Shop around for a bank that can offer you the best interest rate and terms. Factors to consider:


  • Traditional (fixed amount) vs Flexible (reduce interest by saving money in the linked current account).
  • Interest rates.
  • Margin of financing: the maximum is usually 90%; the remainder 10% comes out of pocket.
  • Lock-in period: the period during which a penalty will be charged (usually 2% or 3%) if you pay off the loan before the end of the tenure.

Get approval for your loan before the next step.


UEM Sunrise further offers EASY Financing by assisting buyers in narrowing the gap between the loan amount attained from the end-financier and the home purchase price.

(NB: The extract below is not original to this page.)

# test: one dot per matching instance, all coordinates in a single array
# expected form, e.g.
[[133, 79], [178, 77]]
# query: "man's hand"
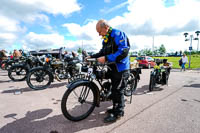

  • For a deposit from as low as RM5,000, buyers are able to start the process of obtaining a dream home built by UEM Sunrise;
  • Buyers need only to obtain a loan of at least 60 per cent from an end-financier;
  • UEM Sunrise offers financial loan of up to 30 per cent to make up the balance of the purchase amount.
Section 7

Sign the loan agreement and SPA

Have the lawyer prepare the Sales & Purchase Agreement and prepare the remainder of the 10% downpayment. Your lawyer should look out for your interest, but understand all the terms and conditions before signing.

Section 8

Delivery of Vacant Possession

Vacant possession means that the property is in a state fit for occupancy.


For new residential developments, developers have to deliver the vacant possession within 24 months for landed properties and 36 months of high-rise stratified buildings.

Section 9

Get the keys to your new home

  • After the bank disburses the remainder of the loan, pay the legal fees and stamp duty.
  • Your lawyer will arrange for the handover of the keys. Inspect the property to ensure that it is in the agreed condition, and that all maintenance and utilities fees up until the handover date have been cleared.

What remains is to enjoy your new home!

A note for foreign buyers…

Foreign property ownership is restricted to minimum price thresholds, depending on the property’s location; in general, the minimum price threshold for foreign buyers in the state of Johor is RM1 million, except in designated international zones, such as Iskandar Puteri, where the minimum price threshold for landed residences is RM2 million. However, there are exemptions and special status for different areas in Johor, so you should enquire regarding this for each property that you are interested in.